COVID-19: To Invest or not to invest?


Investing money will allow you to grow it. There are different types of investments mostly investments on vehicles, certificates of deposits, stocks which give a return for the money to have invested over a  long time. Most people invest in a view to building their wealth.

During this pandemic Covid-19, people are under the pressure of job losses, pay-cuts, and cash-crunch that leads to postponing their investment decisions. In this pandemic situation, people mainly focus on daily needs rather than investments.

One of the positive impacts that Covid-19 has created is that it taught us how to use money more efficiently, people have been forced to learn on where to spend their money and to classify what’s unnecessary. Many people have shortened the way of spending money because of the anxiety about the future. The spending habit of people has entirely changed. Most Indian’s have savings, but these savings are only emergency funds. So they cannot invest this money in a long term investment plan. They can save the money in banks as fixed deposits which will be a safe option. Now in this situation, it is better to plan and invest.

Public markets have crashed and venture capital has reduced their spending and began to plan their investment habit. For the business streams, their expectations towards the year 2020 were higher. But then COVID -19 broke out and everything went out of hand. So the start-up funding for 2020 dropped by 50% as compared to the last few years.
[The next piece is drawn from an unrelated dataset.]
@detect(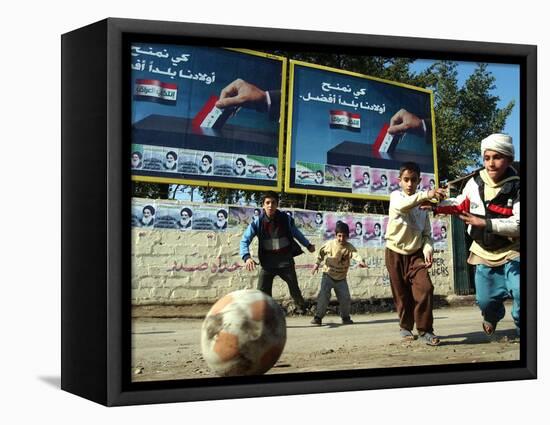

The measure to adopt in this stage is to deposit in gold and in FD the investment in the current situation will lead to making a  negative return due to instability of market volatility, but it is always better to make deposits in gold and FD returns will help us to limit our overall loss. It is better to avoid high-risk investments.

The pandemic has brought a correction in the equity market also. At the present stage, the global market and domestic market is in an unpredictable stage. In  2001 there was a dramatic global market fall to equity shares and in 2008 there was a dramatic global financial crisis and now in this current situation, COVID-19 created fear and disappointment of the equity market by declining continuously with double digital fall.

In this ongoing crisis, there is an opportunity to exit old investments and enter new ones. Each decision must be based on the financial plan. So, as a small investor, you should invest on the basis as per your life goals.